Poi Monica prese la palla al balzo. «Secondo me dovresti fare qualcosa per te stesso. Concentrarti sull'auto-miglioramento. Hai mai considerato la chirurgia estetica o un trapianto di capelli? Potresti anche andare in palestra e lavorare sul tuo corpo. Questi cambiamenti potrebbero migliorare di molto la tua vita. Alla fine, detto tra noi, anche io ho fatto qualche ritocchino», argomentò facendogli l'occhiolino, quasi contenta di avergli dato i consigli giusti.
Cobra non replicò, ma in fondo sapeva che non erano tutte parole sbagliate. Spesso ci aveva pensato pure lui, ma non aveva mai avuto il coraggio di mettersi in discussione. Si sentiva già ridicolo al solo pensiero.
«Ora devo andare. Tra poco abbiamo la sfilata. Ci si vede in giro», concluse Monica, incapace di trovare altro da dire. Poi si voltò e invitò l'amica, che già sbuffava e intrecciava le braccia, a seguirla. Tuttavia, prima di uscire, salutarono calorosamente i barman: «Ci sentiamo per telefono», disse Monica facendo loro il gesto della cornetta con il pollice e l'indice.
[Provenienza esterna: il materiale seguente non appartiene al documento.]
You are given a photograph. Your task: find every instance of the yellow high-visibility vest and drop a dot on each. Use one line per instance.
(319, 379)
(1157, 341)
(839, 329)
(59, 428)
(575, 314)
«Certo, ci puoi giurare», disse uno dei barman.
Ismaele, che fino a quel momento non aveva aperto bocca, esplose: «Che stronza! Dovevi mandarla affanculo. Lei la plastica se la dovrebbe fare al cervello».
«Da un'oca così cosa ti potevi aspettare», lo appoggiò Cobra mentre il suo viso tornava al colorito normale. «Era quasi meglio se la colazione la facevamo a casa mia», ammise mentre per la tensione si sfregava le mani l'una contro l'altra.
«Dai non te la prendere», lo confortò Ismaele e dopo aver tirato fuori il suo telefono e controllato l'ora aggiunse: «Comunque, ti saluto anche io. Mi tocca andare a lavorare».
«Vai tranquillo, pago io», disse Cobra.
«Sei sicuro?», chiese Ismaele alzandosi.
«Certo, non c'è nessun problema», replicò lui sollevando una mano informa di saluto.